SmartBERT-v2 / README.md
devilyouwei's picture
Update README.md
82c2aac verified
|
raw
history blame
5.97 kB
---
license: mit
language:
- en
inference: true
base_model:
- microsoft/codebert-base-mlm
pipeline_tag: feature-extraction
tags:
- smart-contract
- web3
- software-engineering
- embedding
- codebert
- solidity
- code-understanding
library_name: transformers
datasets:
- web3se/smart-contract-intent-vul-dataset
---
# SmartBERT V2 CodeBERT
![SmartBERT](./framework.png)
## Overview
SmartBERT V2 CodeBERT is a **domain-adapted pre-trained model** built on top of **[CodeBERT-base-mlm](https://huggingface.co/microsoft/codebert-base-mlm)**.
It is designed to learn high-quality semantic representations of **smart contract code**, particularly at the **function level**.
The model is further pre-trained on a large corpus of smart contracts using the **Masked Language Modeling (MLM)** objective.
This domain-adaptive pretraining enables the model to better capture **semantic patterns, structure, and intent** within smart contract functions compared to general-purpose code models.
SmartBERT V2 can be used for tasks such as:
- Smart contract intent detection
- Code similarity analysis
- Vulnerability analysis
- Smart contract classification
- Code embedding and retrieval
SmartBERT V2 is a pre-trained model specifically developed for **[SmartIntent V2](https://github.com/web3se-lab/web3-sekit)**. It was trained on **16,000 smart contracts**, with no overlap with the SmartIntent V2 evaluation dataset to avoid data leakage.
For production use or general smart contract representation tasks, we recommend **SmartBERT V3**: https://huggingface.co/web3se/SmartBERT-v3
---
## Training Data
SmartBERT V2 was trained on a corpus of approximately **16,000 smart contracts**, primarily written in **Solidity** and collected from public blockchain repositories.
To better model smart contract behavior, contracts were processed at the **function level**, enabling the model to learn fine-grained semantic representations of smart contract functions.
For benchmarking purposes in the **SmartIntent V2**, the pretraining corpus was intentionally limited to this **16,000-contract dataset**.
The **evaluation dataset (4,000 smart contracts)** was strictly held out and **not included in the pretraining data**, ensuring that downstream evaluations remain unbiased and free from data leakage.
---
## Preprocessing
During preprocessing, all newline (`\n`) and tab (`\t`) characters in the function code were normalized by replacing them with a **single space**.

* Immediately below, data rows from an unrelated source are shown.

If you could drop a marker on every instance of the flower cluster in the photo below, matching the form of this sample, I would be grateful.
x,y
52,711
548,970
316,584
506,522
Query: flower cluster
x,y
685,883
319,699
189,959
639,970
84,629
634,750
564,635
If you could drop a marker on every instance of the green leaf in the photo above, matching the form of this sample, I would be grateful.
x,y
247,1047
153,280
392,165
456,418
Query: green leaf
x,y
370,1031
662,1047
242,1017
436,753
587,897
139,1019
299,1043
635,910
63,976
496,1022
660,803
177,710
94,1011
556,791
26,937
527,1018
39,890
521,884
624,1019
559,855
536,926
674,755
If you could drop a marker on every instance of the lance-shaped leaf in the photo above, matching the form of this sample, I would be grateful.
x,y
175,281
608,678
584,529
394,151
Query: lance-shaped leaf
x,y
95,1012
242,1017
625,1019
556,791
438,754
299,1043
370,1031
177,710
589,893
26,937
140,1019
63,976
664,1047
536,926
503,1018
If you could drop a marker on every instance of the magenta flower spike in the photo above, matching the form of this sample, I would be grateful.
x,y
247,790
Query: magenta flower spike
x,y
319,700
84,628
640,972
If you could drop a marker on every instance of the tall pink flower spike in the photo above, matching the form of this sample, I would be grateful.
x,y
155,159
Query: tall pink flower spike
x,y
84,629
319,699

This ensures a consistent input format for the tokenizer and avoids unnecessary token fragmentation.
---
## Base Model
SmartBERT V2 is initialized from:
- **Base Model:** [CodeBERT-base-mlm](https://huggingface.co/microsoft/codebert-base-mlm)
CodeBERT is a transformer-based model trained on source code and natural language pairs.
SmartBERT V2 further adapts this model to the **smart contract domain** through continued pretraining.
---
## Training Objective
The model is trained using the **Masked Language Modeling (MLM)** objective, following the same training paradigm as the original CodeBERT model.
During training:
- A subset of tokens is randomly masked.
- The model learns to predict the masked tokens based on surrounding context.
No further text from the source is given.